Mexican Prosecutor Says Mayor, Wife Ordered Attack On Students
Mexico's top prosecutor says a mayor and his wife ordered the attack on 43 students who have been missing for nearly a month. The couple — of the town of Iguala in the southern state of Guerrero — are now fugitives.
Thousands of protesters marched down Mexico City's grand Reforma Boulevard on Wednesday night, banging drums, carrying pictures of the 43 students who went missing on Sept. 26, and demanding the resignation of the governor of the state of Guerrero and even of President Enrique Pena Nieto.
Holding a poster-sized black-and-white photo of her missing 19-year-old son, Benjamin, Cristina Bautista said she believes the students are still alive.
"I don't know how they are going to do it," she said, staring off in the distance, "but they took the students alive and they have to return them to us alive."
Bautista said her son had just started at the rural teaching college, known for its leftist ideology and radical protests. She said he just wanted to study to be a teacher and get a good-paying job, something not possible in the poor regions of Guerrero where they live.
The missing student's uncle, Cruz Bautista, wants to know why it has taken so long for the government to find his nephew or those responsible for his disappearance.
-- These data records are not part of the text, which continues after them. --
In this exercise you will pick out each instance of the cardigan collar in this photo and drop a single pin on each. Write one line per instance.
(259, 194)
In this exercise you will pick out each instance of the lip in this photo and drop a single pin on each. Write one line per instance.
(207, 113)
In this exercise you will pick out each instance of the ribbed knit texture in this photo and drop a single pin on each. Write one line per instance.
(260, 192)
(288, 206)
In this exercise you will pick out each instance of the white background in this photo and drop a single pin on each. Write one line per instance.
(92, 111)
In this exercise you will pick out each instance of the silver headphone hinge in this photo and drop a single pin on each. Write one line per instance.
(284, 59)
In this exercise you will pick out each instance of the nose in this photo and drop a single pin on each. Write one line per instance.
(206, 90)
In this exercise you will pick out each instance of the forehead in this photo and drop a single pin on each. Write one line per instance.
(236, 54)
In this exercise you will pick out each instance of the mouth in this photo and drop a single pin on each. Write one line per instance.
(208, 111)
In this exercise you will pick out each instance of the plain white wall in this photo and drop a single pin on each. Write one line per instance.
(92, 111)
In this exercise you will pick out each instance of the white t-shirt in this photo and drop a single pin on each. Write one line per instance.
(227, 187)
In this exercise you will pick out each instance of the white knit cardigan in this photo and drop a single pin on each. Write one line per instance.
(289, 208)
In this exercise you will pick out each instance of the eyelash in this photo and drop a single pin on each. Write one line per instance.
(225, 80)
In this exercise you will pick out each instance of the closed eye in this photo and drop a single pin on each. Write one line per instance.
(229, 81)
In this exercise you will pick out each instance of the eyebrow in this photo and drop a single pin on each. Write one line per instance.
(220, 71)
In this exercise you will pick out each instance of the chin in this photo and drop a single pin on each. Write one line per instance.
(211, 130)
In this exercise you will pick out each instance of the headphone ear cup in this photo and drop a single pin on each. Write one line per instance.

"They need to do their job," he said. "Why haven't they arrested the mayor of Iguala yet or his wife?"
On Wednesday, Mexico's attorney general said an arrest warrant has been issued for Mayor Jose Luis Abarca and his wife, Maria de los Angeles Pineda.
Jesus Murillo Karam, the country's top prosecutor, also named the mayor's wife as the "principal operator" of the trafficking group known as the Guerreros Unidos, and that she together with her husband ran the group's illegal activities right out of Iguala's City Hall.
Murillo Karam went on to give more details — the most he has divulged to date on the case — including that the mayor was doling out as much as 600,000 pesos (about $45,000) on a regular basis to pay off the police.
He said that on the night of Sept. 26, as the students were heading toward Iguala in several buses they had commandeered, the order to stop them came over the local police radios — and that is was given by "A-5," the code name for Iguala's mayor.
Local police intercepted the student's buses and started shooting, killing six people and rounding up the 43 students. According to the attorney general, the students were taken to another police force and then transported to the outskirts of Iguala. Those orders, he said, came from the head of the Guerreros Unidos, whom federal authorities captured last week.
Attorney General Murillo Karam said investigators are still trying to positively identify the remains of some 30 bodies found in nine graves outside Iguala.
In the town Wednesday, angry protesters — many hooded — smashed windows and burned several offices at City Hall.
In Mexico City, students marched for hours, demanding justice and revenge.
Maria Fernanda Solis, an 18-year-old college student, said it's just outrageous how much corruption, collusion and impunity there is in Mexico.
"The government and the traffickers are one and the same," she said. "We have to stop it."
Many students dressed in black, like those from the music school at the National Autonomous University, asked: If the government kills students, what is left for the future of Mexico?